David Wells Comments on Fundamentalists

by Dec 8, 2008Uncategorized

David Wells recently gave an excellent address sponsored by the (Carl F. H.) Henry Center on preaching to postmoderns. He spoke in the ATO chapel at Trinity Evangelical Divinity School. Wells made a few comments about (American Protestant) Fundamentalism toward the end of the Q&A session. I’ll include the positives and the negatives to be fair, but I do think the positives are striking:

Those of us who have developed a few gray hairs look at this new [evangelical] monasticism with a certain bemusement, remembering the fundamentalist decades. There for a long time it was fashionable to mock the fundamentalists as being little-minded, bigoted, narrow. They withdrew from the mainline denominations, they set up their own school system, they developed their own radio, their own communities; they had their own yellow pages—they were monasteries!

And we who were first “New-Evangelicals” and then a little bit later on “evangelicals”—we said, “No, no, no, no… That withdrawing from the world is hopeless, because you withdraw all your Christian influence from it and what happens? The salt is taken away from the meat and the meat rots. So, of course we’ve got to get back into the mainline denominations, back into the educational system, we [unintelligible] gotta get doctorates.”

So we got back into the culture and we became a part of it.

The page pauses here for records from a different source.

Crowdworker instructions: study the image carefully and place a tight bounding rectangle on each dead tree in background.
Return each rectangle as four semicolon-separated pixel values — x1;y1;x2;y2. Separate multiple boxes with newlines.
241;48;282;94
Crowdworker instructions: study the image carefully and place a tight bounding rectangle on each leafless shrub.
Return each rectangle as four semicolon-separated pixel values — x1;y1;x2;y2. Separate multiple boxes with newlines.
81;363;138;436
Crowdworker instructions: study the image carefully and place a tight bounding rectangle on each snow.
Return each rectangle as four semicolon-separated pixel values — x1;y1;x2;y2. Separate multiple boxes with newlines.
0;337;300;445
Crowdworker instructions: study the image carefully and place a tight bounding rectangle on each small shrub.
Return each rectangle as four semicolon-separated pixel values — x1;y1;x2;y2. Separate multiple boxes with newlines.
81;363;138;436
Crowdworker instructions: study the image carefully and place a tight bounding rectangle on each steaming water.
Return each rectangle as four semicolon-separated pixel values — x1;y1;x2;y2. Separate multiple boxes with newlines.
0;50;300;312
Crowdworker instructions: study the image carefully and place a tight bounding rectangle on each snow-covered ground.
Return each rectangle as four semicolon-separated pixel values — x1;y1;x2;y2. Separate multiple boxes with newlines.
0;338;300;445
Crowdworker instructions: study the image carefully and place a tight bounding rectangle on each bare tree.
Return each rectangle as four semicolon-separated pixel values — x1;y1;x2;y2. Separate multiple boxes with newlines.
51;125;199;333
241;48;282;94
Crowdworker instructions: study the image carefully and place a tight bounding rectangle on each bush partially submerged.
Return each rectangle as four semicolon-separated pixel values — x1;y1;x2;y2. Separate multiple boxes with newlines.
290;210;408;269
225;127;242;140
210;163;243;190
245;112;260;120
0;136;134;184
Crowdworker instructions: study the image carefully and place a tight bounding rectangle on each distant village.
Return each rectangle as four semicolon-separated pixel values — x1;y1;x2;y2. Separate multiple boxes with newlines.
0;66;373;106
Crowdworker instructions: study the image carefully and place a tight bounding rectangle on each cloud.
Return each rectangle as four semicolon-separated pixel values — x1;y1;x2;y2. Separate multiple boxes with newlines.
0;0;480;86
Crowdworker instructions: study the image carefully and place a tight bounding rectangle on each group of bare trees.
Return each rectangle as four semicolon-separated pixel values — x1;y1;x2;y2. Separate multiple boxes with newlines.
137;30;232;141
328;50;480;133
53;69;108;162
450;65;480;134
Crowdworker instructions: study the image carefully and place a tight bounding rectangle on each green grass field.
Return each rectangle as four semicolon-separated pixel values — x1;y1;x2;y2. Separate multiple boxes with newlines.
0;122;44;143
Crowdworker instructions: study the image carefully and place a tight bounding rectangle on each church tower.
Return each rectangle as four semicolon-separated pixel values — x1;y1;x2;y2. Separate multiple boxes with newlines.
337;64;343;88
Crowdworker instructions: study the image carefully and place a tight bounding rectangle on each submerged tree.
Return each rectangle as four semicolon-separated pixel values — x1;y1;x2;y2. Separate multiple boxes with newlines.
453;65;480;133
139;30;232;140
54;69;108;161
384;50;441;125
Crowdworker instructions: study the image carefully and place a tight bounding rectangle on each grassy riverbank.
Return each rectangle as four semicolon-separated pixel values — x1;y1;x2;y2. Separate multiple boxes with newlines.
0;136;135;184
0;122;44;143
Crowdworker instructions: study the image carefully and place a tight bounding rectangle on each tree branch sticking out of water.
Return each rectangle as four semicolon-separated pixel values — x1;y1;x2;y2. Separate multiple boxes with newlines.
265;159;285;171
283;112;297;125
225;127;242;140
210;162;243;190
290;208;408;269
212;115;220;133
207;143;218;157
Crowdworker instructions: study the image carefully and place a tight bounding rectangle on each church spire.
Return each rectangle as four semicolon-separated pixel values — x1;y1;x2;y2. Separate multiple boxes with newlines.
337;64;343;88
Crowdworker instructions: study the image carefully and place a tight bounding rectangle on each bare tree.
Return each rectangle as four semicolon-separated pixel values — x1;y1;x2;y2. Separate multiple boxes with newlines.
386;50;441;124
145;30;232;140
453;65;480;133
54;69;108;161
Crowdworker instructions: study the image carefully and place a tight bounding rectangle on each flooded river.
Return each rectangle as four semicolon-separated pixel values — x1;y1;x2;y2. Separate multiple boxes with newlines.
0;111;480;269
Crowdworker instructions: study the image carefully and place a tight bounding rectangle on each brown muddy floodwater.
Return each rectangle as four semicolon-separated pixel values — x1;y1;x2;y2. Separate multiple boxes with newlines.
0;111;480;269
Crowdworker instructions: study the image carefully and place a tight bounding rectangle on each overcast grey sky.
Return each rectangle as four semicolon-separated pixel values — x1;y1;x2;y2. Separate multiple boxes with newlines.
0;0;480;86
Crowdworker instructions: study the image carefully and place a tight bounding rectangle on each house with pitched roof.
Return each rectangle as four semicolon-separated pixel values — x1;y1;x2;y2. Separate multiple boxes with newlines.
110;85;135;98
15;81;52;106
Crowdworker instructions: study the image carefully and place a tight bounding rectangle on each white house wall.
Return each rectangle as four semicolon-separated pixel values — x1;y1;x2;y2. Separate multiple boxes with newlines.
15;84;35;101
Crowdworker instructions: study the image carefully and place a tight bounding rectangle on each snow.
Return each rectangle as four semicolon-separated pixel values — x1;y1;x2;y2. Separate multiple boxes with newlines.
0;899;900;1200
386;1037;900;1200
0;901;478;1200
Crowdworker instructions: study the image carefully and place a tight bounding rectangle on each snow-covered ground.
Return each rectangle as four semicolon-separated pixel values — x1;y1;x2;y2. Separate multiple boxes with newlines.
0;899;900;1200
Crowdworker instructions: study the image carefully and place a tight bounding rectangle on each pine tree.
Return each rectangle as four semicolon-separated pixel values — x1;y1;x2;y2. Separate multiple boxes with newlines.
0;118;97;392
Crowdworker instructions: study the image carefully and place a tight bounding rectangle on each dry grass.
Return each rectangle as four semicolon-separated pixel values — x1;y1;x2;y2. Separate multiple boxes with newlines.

So now what’s happened? Well, now what we’re hearing is that we’ve got to become monastics, indeed even recovering, retrieving, some of the Catholic monastic forms because this is the only way that we will survive and preserve the Christian faith….

I’m not convinced that the fundamentalist solution was a good one, although I can say to their credit tht they did preserve the Word of God. And they did in their missionaries do some extraordinary social relief, though it was not in America; it was in far away countries—and here we battle the social gospel instead. There were good things to the fundamentalists but there were real defects. And those real defects, I think, remain any time we try to resurrect any form of monasticism.